而GAN的问题在于模型没有任何条件限制，生成结果是随机的，因此作者考虑加入一些条件信息，比如类别标签，使得生成的结果能够向规定的方向发展。

现有的一些监督神经网络尽管很成功，但仍存在一些问题：一是模型中拥有及其多的输出预测类别；二是输入和输出是1对1的关系（one-to-one），实际上可能是1对多的关系（one-to-many），比如一张图像可能会有多种标签。而解决第二个问题的一般思路就是用条件概率生成模型（onditional probabilistic generative model），即输入条件变量，那么1对多的制图就能够以一种条件概率的形式实例化。

对于模型部分，作者在判别器和生成器中同时添加了额外信息y，比如类别标签或者是其他类型的数据，然后可以将y作为一个附加层同时扔进判别器和生成器。生成器中输入的噪声和额外数据y可以连在一起隐含表示。

先来看一下作者文章中给出的模型结构：

需要注意的是，conditionalGAN里面并没有用到卷积操作，所以这么表达是没有任何问题的。
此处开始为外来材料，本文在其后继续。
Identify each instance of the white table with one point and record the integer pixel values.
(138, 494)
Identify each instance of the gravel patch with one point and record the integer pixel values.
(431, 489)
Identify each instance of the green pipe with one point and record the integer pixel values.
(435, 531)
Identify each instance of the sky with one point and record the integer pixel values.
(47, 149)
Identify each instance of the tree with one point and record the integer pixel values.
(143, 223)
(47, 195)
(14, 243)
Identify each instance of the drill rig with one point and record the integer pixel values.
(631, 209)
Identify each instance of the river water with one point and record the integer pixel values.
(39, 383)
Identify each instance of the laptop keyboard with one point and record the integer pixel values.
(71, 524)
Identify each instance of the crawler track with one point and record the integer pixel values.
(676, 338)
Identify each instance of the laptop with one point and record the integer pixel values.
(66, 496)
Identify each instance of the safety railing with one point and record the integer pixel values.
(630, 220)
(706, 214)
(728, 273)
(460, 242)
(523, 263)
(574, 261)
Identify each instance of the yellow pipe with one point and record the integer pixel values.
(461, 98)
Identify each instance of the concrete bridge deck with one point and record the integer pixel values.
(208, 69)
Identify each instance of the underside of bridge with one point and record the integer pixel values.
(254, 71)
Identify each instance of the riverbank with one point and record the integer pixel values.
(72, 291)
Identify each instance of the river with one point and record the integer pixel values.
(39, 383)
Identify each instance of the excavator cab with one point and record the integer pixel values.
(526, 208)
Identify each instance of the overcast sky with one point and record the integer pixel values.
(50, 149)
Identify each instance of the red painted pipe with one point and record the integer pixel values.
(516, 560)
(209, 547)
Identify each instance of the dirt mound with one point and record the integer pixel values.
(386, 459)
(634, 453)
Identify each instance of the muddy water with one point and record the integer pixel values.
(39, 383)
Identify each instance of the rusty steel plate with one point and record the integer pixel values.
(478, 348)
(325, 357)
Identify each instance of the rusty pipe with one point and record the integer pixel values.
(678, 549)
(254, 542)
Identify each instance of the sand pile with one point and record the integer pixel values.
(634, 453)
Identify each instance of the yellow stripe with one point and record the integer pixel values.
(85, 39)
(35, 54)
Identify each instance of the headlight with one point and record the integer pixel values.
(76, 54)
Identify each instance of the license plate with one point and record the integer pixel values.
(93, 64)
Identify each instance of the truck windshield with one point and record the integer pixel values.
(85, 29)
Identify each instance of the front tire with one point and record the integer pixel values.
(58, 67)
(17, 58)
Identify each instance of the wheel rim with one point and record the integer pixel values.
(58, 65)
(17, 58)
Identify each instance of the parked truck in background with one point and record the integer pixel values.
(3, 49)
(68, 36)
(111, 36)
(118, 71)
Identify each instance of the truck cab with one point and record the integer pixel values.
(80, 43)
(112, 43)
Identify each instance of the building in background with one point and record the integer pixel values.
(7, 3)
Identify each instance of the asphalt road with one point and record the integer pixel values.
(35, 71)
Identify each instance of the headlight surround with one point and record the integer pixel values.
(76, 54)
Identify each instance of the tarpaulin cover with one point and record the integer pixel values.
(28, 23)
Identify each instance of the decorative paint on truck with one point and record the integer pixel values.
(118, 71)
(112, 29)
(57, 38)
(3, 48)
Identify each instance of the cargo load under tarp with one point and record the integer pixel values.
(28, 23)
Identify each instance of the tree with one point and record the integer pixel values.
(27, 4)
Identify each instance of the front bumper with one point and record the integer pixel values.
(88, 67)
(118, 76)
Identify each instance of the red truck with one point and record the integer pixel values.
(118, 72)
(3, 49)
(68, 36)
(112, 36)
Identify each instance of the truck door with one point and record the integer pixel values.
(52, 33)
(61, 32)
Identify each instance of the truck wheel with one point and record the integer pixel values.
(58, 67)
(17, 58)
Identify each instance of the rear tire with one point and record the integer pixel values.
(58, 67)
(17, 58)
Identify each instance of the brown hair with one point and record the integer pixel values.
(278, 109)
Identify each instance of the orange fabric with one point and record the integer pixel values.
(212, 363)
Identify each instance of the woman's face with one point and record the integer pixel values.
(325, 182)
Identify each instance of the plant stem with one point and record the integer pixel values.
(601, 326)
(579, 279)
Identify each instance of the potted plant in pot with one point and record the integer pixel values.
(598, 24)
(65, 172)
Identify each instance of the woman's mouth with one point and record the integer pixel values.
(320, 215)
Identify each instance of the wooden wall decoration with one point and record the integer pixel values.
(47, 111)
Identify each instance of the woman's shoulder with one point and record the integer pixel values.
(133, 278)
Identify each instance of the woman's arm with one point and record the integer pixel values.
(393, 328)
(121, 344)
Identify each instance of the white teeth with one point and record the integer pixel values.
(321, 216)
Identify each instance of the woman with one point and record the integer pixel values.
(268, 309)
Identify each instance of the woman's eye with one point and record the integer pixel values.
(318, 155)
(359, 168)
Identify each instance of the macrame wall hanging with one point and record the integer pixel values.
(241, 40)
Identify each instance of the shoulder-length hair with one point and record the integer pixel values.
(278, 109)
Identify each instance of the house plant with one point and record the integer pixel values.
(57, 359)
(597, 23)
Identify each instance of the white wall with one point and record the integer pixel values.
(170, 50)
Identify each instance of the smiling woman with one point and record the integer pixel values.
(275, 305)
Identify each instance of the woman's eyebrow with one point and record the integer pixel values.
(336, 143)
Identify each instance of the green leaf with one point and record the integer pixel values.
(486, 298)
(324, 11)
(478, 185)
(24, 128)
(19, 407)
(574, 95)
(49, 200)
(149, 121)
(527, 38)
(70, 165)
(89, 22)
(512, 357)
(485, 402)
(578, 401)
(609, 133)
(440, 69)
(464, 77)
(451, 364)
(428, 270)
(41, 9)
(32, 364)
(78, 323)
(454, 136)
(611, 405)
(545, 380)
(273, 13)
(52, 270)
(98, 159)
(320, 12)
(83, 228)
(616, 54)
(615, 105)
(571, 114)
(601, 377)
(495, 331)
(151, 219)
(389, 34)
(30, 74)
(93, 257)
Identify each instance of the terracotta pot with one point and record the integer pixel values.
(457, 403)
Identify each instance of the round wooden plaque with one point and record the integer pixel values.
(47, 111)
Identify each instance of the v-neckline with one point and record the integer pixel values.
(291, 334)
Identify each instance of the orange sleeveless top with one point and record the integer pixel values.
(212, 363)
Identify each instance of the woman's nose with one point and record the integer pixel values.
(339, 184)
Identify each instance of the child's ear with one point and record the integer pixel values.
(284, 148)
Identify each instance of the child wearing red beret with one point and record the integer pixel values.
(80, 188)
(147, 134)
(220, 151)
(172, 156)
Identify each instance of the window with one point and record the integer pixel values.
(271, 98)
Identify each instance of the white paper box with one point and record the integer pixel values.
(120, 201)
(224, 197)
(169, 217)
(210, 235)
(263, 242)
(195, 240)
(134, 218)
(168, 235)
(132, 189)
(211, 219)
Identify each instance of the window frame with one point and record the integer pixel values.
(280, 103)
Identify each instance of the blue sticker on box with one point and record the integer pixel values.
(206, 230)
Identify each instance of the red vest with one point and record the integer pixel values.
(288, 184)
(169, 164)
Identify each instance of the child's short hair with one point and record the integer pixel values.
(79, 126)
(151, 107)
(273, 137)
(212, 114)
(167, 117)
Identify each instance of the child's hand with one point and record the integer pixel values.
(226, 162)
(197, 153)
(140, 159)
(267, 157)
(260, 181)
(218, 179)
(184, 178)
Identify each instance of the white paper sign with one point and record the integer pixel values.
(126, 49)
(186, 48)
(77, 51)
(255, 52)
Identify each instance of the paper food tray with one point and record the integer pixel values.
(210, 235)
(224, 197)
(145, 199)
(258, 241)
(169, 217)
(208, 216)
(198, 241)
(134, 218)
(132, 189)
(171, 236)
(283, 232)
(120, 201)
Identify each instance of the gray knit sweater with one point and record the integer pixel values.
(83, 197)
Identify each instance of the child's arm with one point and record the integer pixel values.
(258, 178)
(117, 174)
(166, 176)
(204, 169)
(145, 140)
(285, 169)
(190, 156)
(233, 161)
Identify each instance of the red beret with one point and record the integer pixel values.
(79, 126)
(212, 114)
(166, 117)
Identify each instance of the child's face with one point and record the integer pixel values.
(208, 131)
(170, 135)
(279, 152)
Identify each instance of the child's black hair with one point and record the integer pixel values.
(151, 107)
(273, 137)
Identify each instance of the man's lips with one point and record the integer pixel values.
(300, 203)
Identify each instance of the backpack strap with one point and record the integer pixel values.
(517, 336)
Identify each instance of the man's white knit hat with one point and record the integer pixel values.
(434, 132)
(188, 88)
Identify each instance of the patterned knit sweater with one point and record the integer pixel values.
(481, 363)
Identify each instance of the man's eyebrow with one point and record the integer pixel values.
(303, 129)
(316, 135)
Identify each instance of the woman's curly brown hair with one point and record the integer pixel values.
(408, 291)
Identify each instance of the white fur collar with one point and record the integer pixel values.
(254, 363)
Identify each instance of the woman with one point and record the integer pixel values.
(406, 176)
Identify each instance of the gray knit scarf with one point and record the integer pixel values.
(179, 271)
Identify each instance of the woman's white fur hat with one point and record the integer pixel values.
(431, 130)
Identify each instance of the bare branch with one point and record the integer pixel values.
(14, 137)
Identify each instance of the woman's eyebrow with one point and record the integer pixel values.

另外我在网上也找到了别的示意图，觉得做的也挺好的，一起放上来：

对于MNIST数据集的类别标签，作者采用了one-hot编码，相关模型的一些参数作者在论文里都有描述，需要的化直接查看原论文就好了。

最后再给出作者在MNIST数据集上的实验效果：

本文主要参考代码为[4]，但是这个代码只能生成0-7这八种固定的手写数字，当然我是想要生成0-9这10种数字的，因此对原代码做了一点点的改进，改进的地方不多，但也算是实现了这个功能。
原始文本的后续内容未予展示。